Moonlight Over Mayfair by Anton du Beke

Moonlight Over Mayfair by Anton du Beke

Author:Anton du Beke [Beke, Anton du]
Language: eng
Format: epub
Tags: Romance
ISBN: 9781785767838
Goodreads: 44296639
Publisher: Zaffre
Published: 2019-10-17T00:00:00+00:00


October 1937

Chapter Twenty-four

THE LIME TREES IN BERKELEY Square were losing their colour and the great willow that dominated the square was shedding its leaves.

Midnight was but an hour away, and the skies above Mayfair were banked in cloud. The sounds of the Archie Adams Orchestra had fallen silent, and those revellers who were not resident at the Buckingham Hotel were dropping down the marble steps to where the flotilla of taxicabs awaited.

And here, on the tail of the lords and ladies, came a solitary musician, wrapped up against the autumn cold, with his saxophone case in his hand.

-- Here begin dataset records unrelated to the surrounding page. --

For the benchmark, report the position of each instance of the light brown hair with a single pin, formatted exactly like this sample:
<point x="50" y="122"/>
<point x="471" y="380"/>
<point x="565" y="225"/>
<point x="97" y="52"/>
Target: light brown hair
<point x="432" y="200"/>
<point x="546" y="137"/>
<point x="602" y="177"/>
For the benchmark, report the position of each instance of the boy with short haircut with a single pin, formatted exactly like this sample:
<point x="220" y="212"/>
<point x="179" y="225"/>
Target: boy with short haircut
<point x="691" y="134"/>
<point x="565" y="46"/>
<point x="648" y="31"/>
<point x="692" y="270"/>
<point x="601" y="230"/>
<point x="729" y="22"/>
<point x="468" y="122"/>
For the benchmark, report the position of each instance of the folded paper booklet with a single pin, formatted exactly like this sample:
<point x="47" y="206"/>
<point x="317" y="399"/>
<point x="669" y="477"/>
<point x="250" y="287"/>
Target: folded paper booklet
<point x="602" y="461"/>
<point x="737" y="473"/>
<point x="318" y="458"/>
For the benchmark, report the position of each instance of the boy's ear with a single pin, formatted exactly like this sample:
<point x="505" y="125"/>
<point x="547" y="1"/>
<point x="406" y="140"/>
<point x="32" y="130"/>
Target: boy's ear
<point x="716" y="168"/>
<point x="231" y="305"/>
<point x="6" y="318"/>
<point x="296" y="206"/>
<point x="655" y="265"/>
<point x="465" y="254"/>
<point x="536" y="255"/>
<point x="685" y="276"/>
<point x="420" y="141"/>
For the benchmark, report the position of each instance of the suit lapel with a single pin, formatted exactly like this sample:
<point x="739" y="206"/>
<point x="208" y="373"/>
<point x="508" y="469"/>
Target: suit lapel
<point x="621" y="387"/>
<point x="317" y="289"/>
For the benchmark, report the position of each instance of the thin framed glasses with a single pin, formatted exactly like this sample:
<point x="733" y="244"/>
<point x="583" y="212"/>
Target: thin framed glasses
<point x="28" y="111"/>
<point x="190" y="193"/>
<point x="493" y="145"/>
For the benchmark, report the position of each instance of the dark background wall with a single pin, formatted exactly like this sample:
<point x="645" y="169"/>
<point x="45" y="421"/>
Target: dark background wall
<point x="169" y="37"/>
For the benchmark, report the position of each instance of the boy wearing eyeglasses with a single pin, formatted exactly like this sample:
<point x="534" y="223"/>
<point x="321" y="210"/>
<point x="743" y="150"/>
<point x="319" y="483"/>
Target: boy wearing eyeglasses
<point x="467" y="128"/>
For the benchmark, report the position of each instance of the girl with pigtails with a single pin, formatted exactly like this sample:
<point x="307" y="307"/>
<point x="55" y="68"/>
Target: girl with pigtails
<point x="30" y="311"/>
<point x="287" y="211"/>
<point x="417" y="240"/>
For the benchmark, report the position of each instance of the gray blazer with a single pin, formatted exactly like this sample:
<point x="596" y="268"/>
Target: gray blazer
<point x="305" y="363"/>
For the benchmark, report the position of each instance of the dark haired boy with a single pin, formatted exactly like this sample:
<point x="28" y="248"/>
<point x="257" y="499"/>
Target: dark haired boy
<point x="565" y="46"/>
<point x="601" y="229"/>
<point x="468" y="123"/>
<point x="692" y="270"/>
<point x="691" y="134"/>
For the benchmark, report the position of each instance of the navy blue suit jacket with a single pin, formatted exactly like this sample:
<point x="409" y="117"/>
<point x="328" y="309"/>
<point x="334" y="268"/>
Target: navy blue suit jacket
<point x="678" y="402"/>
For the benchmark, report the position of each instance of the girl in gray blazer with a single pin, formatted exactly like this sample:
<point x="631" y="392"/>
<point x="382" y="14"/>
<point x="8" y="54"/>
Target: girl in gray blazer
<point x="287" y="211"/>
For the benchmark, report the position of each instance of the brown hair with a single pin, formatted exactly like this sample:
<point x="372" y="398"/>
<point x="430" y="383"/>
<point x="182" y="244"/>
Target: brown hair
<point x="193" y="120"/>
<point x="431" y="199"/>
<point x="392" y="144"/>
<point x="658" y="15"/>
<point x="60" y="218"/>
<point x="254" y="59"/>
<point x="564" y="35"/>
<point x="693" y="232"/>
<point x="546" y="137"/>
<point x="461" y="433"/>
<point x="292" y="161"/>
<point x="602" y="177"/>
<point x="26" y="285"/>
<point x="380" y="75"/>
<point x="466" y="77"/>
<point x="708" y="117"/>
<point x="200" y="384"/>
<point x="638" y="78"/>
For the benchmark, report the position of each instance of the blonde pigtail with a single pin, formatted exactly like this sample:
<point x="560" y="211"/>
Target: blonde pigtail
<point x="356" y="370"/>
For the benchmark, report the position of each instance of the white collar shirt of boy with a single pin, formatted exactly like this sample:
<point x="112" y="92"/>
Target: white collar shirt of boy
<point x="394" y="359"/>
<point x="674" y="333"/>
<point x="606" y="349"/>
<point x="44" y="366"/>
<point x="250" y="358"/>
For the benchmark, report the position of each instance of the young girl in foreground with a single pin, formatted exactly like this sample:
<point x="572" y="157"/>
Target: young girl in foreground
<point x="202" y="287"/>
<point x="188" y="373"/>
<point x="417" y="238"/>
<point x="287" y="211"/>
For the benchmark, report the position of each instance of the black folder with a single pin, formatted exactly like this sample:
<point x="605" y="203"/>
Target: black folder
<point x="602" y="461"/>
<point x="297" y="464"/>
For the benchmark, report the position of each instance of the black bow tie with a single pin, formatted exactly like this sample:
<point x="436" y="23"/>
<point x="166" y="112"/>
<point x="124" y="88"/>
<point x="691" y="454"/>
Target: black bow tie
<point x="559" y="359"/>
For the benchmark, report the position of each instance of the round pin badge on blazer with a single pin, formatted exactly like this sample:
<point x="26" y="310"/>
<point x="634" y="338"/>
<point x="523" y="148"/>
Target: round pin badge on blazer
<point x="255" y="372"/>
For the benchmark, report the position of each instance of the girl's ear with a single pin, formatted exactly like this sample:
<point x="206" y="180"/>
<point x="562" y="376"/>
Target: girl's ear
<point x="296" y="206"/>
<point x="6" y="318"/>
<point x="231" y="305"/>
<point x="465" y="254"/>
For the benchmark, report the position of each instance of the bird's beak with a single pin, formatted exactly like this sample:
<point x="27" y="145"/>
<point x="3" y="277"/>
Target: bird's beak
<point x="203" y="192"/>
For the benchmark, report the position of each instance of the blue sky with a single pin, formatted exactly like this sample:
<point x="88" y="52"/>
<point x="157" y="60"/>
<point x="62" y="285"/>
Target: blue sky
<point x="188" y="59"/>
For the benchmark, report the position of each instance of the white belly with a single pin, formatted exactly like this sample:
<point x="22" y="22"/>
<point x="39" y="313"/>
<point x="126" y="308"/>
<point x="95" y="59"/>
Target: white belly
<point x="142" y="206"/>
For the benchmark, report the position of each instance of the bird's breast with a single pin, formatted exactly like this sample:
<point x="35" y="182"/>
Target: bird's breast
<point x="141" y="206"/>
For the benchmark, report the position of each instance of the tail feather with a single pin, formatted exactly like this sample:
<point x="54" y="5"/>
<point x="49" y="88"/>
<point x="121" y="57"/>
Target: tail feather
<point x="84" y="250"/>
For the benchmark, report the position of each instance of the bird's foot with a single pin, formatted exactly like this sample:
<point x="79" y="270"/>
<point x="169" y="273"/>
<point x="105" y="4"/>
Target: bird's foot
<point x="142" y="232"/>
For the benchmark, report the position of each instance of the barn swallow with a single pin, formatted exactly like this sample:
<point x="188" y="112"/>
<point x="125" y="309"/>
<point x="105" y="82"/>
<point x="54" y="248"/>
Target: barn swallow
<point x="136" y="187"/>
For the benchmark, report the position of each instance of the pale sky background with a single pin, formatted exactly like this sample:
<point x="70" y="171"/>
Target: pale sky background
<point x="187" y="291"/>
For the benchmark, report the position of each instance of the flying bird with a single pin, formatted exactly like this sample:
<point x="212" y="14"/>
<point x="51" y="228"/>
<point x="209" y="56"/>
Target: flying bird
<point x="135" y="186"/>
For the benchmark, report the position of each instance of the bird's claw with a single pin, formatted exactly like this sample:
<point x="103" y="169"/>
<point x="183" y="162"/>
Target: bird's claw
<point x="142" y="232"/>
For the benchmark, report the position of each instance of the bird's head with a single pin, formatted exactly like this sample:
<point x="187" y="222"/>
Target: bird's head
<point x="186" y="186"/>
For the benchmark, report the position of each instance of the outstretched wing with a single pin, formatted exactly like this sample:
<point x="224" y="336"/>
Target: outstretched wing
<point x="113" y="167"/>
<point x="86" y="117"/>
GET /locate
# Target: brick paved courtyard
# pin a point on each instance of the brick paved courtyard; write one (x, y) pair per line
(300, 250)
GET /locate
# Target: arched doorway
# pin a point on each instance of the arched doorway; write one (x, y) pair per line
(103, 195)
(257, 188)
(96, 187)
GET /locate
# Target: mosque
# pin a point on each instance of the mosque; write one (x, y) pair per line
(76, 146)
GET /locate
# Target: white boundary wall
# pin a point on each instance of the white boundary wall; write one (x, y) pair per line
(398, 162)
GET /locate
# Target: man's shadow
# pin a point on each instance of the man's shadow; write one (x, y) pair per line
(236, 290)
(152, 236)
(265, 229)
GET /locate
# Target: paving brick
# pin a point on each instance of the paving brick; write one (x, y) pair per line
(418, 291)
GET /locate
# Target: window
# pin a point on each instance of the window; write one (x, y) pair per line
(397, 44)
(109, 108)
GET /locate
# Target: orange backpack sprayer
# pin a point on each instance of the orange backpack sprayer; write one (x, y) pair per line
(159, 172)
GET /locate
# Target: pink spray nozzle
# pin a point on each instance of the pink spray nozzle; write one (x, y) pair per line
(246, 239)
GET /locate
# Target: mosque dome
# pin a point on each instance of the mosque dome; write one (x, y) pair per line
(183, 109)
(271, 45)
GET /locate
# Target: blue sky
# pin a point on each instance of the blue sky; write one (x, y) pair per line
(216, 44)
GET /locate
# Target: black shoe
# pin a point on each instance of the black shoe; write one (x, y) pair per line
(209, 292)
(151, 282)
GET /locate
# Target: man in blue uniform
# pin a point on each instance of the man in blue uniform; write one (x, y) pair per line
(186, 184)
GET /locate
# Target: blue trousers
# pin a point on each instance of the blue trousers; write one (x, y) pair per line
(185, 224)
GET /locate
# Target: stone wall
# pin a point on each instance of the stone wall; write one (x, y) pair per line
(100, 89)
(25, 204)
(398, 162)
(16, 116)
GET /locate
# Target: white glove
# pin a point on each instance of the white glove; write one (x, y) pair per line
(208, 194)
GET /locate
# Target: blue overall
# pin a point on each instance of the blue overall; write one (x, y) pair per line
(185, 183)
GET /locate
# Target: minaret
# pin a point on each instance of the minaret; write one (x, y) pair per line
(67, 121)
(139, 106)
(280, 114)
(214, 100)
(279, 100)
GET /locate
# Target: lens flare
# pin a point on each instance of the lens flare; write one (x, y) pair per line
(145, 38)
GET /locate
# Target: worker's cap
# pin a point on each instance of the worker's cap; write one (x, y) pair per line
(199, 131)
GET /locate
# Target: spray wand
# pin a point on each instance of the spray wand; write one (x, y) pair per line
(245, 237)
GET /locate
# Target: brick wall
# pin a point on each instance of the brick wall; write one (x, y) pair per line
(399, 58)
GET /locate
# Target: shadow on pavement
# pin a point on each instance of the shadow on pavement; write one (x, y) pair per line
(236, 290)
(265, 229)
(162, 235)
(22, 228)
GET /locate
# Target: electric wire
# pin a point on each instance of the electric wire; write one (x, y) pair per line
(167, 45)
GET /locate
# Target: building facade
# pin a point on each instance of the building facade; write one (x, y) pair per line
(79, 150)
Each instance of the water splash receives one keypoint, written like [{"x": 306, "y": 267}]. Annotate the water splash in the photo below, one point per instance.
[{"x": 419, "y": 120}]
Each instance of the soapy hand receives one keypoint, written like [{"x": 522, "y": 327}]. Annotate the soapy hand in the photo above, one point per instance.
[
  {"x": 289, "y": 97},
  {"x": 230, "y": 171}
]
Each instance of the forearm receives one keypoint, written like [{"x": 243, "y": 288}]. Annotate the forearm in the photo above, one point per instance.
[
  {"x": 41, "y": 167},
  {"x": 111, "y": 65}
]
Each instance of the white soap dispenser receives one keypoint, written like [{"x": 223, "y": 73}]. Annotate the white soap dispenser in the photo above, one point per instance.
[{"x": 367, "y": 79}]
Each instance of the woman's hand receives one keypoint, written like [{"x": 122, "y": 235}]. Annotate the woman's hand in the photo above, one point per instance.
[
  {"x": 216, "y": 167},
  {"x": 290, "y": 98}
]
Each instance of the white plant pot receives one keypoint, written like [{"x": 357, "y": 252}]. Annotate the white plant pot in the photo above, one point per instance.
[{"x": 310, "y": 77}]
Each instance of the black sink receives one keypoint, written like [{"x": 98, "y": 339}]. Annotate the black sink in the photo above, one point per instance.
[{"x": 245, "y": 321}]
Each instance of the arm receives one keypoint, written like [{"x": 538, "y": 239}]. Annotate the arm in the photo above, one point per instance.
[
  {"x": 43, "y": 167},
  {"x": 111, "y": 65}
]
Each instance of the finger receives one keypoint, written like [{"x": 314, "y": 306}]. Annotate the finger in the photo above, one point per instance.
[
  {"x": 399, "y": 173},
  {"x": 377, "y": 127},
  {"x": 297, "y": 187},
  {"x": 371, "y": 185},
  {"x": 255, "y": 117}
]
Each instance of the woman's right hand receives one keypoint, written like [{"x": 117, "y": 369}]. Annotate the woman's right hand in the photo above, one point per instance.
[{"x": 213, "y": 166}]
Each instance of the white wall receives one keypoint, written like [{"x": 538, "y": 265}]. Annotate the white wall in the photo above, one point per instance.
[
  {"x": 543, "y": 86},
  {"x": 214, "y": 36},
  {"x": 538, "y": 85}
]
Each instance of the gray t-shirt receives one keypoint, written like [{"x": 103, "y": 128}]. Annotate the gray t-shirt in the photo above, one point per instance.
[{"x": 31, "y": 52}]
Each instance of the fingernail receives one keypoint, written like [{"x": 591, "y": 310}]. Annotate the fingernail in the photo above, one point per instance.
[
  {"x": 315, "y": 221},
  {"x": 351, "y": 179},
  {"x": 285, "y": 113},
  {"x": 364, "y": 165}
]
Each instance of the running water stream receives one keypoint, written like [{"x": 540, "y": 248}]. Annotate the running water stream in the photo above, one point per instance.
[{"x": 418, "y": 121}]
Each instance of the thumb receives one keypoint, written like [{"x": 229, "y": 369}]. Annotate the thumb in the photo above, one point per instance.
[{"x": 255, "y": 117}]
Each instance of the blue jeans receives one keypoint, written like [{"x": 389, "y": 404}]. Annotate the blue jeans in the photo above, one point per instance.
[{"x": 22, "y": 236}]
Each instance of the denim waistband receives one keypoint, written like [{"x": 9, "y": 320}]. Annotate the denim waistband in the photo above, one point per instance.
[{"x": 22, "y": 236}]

There was no taxicab waiting for Louis Kildare, but tonight he would not wait for the omnibus either. Instead, he made haste through the town houses of Mayfair, and through the Regent Street arcades, crossing at last into the warren of streets on the other side.

Soho was later to bed than Mayfair. As Louis hurried down Carnaby Street, the music was still raucous at the Tatty Bogle. He met nobody’s eye as he wound his way to the empty cobbles of the Berwick Street Market, and from there to the hidden doorway at its furthest end. From here, a narrow black stair led down into a basement from which the raucous sounds of a rumba spilled out. The legend above the doorway read THE MIDNIGHT ROOMS.

Louis Kildare had come looking for a new life.

Inside, dancers thronged the floor. The orchestra – barely six men and their leader – were cramped together on a stage set into the deepest, cavernous wall. Down here, the walls were black as coal, and the only light came from the buzzing electric lanterns balanced in every alcove. The air was a thick haze of sweet-smelling smoke, the floor sticky wherever Louis trod. At the bar, he ordered himself a rum and took a seat in one of the alcoves. On the dance floor, black and white danced together – and the image gave him a joy he was dearly needing this evening.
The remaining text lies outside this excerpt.